Well, one thing you may find in your studies is that the research and what works for you individually can be at odds. I think writing does help, because I remember the kanji I have written multiple times much better than ones I simply studied by visual examination. I think the learning process has an important interactive component that gets discarded by many because it seemingly conflicts with the research. I fail to see how any type of engagement with a language does not lend itself to competency in that language.

2 Likes

I practice writing the kanji that I learn. When I level up I usually try and learn all new Kanji in one go. Within the first few days of learning a whole batch of kanji I will sit down and go through them one by one, writing them down 3 or 4 times while I say them out loud

I also really try and think about the radicles that make them up and how they fit with the meaning of the kanji, Sometimes the mnemonics that wanikani gives works well enough, but a lot of the time I simply think of my own. And also now that I’m getting up there in levels I’ve noticed that I’m starting to mix up similar looking kanji, so really understanding how each radicle fits with the kanji is extremely helpful.

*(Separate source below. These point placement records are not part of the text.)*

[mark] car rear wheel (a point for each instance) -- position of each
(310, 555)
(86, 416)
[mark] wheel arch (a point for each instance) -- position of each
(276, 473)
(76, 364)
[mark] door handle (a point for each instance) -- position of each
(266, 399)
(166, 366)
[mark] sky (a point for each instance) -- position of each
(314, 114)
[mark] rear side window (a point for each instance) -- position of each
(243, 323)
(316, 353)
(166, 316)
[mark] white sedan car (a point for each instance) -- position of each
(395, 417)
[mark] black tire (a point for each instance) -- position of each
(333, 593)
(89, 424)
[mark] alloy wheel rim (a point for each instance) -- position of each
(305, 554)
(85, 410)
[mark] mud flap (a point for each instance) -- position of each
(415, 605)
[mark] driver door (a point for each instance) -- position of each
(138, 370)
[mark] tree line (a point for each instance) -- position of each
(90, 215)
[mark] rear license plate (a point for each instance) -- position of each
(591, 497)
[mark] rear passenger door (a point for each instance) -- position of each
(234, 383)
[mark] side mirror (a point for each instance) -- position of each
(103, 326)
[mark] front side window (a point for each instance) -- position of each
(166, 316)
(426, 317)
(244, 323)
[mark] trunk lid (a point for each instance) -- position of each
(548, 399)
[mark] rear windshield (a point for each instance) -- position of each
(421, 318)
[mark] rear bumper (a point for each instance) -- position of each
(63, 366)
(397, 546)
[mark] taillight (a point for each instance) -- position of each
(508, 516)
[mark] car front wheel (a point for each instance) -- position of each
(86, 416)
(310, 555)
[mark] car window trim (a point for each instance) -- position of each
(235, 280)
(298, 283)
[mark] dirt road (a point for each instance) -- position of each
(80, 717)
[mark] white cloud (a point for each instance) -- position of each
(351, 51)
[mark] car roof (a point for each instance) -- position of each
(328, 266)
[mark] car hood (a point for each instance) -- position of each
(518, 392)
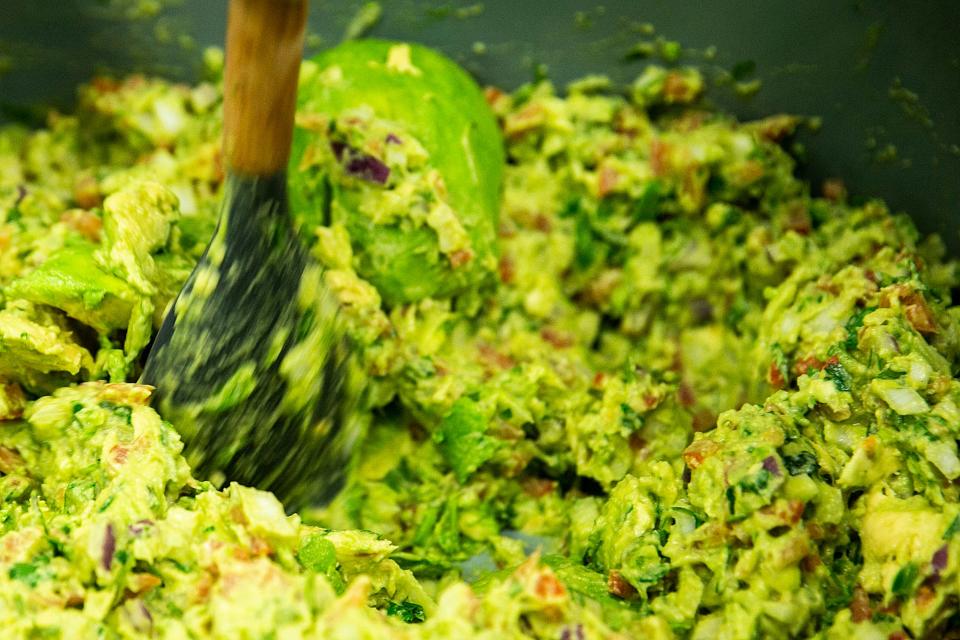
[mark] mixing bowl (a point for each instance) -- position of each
(883, 76)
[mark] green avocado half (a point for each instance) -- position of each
(436, 102)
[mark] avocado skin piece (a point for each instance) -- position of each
(71, 280)
(437, 107)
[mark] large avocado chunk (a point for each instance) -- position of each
(72, 280)
(396, 142)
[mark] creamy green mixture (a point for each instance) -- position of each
(682, 393)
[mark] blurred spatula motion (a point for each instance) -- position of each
(251, 363)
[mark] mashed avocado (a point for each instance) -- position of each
(695, 398)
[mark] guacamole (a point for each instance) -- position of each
(676, 391)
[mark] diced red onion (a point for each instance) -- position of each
(368, 168)
(939, 561)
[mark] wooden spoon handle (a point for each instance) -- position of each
(264, 48)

Then once I’ve finished all the kanji in the batch I will go back and do it all again once more. It usually only takes 15 minutes or so and I find that I can recall them much easier afterwards. I keep a chicken scratch notebook where I write them all down, and I don’t try and make it look nice or anything, It’s purely just for writing practice.

2 Likes

In the past, I wrote sentences in digital papers in a tablet, and perhaps on real papers too. I don’t think I have written Japanese along with English translation. JP only always.

Nowadays, I write phrases mostly on AnkiDroid, with a stylus. Very occasionally, in digital papers. I also find stylus very important, not finger.

For me, the purpose of writing is about stimulatingness of the action. For memory, though, I think it only matters when I notice that I forgot something, and need to fix that; rather than about repetition.

Probably it’s somewhat similar to typing Japanese sentences, just more stimulating (or challenging).

1 Like

I have a notebook where I write all of the items I get incorrect from my reviews within the day. Sometimes I’m not able to write all of them down cause it could be more than 10 items but I usually write down at least 5 items a day. The Stroke Order script has been super useful for me when I do this, so I don’t need to look up the stroke order from a separate app. But note that it only for the kanji items (not the radicals or vocab).

Additionally, I usually rewrite the grammar points and new vocab for every lesson I finish on Minna no Nihongo with my italki teacher. I think it helps to retain the knowledge and because I don’t have the physical MnH books, I can refer to my notes without going through the chunky PDF file I have on my computer.

7 Likes

This topic was automatically closed 365 days after the last reply. New replies are no longer allowed.